Asimismo, explicó que el autismo fue descripto mucho antes del descubrimiento del paracetamol y que se trata de una condición multifactorial donde intervienen la genética y el ambiente. “No es una causalidad directa. El paracetamol se estudió durante décadas y siempre se consideró seguro en el embarazo bajo supervisión médica”, remarcó.
La especialista reconoció la existencia de un meta-análisis publicado en septiembre de 2025 que evaluó 46 estudios, algunos de los cuales encontraron una asociación con el consumo prolongado de la droga. Sin embargo, aclaró que la evidencia no demuestra una relación causal y que tanto la FDA, la OMS como las sociedades médicas argentinas mantienen la recomendación de uso cuando está indicado.

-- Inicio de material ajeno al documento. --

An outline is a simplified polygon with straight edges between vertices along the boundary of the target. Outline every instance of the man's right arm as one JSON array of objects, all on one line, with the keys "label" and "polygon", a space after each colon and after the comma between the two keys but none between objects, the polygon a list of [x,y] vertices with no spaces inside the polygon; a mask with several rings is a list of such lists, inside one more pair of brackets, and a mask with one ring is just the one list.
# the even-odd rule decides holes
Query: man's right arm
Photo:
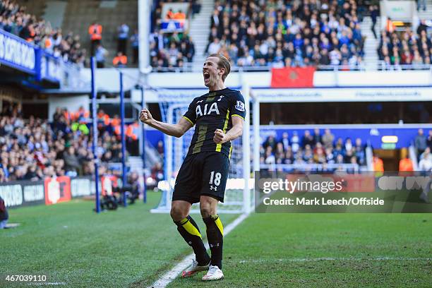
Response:
[{"label": "man's right arm", "polygon": [[176,124],[169,124],[155,120],[150,112],[145,108],[141,110],[140,113],[140,121],[167,135],[174,137],[181,137],[183,134],[193,126],[189,121],[183,117],[180,119],[180,121]]}]

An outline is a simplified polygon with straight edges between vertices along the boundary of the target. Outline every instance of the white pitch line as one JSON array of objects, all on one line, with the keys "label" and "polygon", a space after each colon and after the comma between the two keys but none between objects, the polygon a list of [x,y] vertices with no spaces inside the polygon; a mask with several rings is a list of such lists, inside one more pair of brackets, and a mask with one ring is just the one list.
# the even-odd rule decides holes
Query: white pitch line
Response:
[{"label": "white pitch line", "polygon": [[[224,227],[224,236],[226,236],[227,234],[228,234],[228,233],[234,230],[234,229],[236,228],[240,223],[241,223],[243,220],[244,220],[248,216],[248,214],[242,214],[232,222],[227,225],[226,227]],[[205,244],[205,248],[208,249],[208,244]],[[148,288],[166,287],[167,285],[174,281],[174,280],[176,279],[177,276],[179,276],[181,271],[187,268],[191,265],[192,259],[193,259],[194,256],[195,254],[193,253],[187,256],[184,259],[181,260],[181,262],[175,265],[174,268],[164,274],[160,278],[156,280],[155,283],[153,283],[151,286],[149,286]]]},{"label": "white pitch line", "polygon": [[316,258],[286,258],[286,259],[275,259],[271,260],[241,260],[239,263],[280,263],[280,262],[319,262],[319,261],[419,261],[419,260],[431,260],[431,258],[404,258],[404,257],[376,257],[376,258],[332,258],[323,257]]}]

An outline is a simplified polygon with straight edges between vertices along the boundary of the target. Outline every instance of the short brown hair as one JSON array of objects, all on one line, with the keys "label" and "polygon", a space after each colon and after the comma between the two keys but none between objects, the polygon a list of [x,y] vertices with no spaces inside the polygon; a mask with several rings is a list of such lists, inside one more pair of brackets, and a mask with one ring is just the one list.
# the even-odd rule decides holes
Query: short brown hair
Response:
[{"label": "short brown hair", "polygon": [[225,69],[225,73],[222,75],[222,81],[225,80],[225,78],[229,74],[229,71],[231,71],[231,64],[229,64],[229,60],[227,59],[224,55],[220,54],[212,54],[208,55],[209,57],[217,57],[219,58],[219,62],[217,63],[217,68],[220,69],[223,68]]}]

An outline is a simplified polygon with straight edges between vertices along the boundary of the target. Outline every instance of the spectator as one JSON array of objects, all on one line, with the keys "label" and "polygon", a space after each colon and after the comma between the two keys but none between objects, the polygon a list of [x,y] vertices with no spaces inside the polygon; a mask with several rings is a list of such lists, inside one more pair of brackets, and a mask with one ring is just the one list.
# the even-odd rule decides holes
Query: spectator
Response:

Consultada sobre alternativas, Chumilla señaló que el ibuprofeno, otro analgésico frecuente, está contraindicado en el embarazo porque puede provocar complicaciones cardíacas en el feto. “El paracetamol sigue siendo la opción más segura, siempre bajo indicación profesional y sin abusar de su consumo”, explicó.
Finalmente, la especialista sostuvo que las restricciones en Estados Unidos responden más a un movimiento político que científico y descartó que puedan impactar en la práctica médica argentina. “Queremos transmitir tranquilidad a las embarazadas y familias con recién nacidos: el paracetamol no se suspende, lo seguimos indicando en casos necesarios y con la seguridad que avalan los estudios”, concluyó.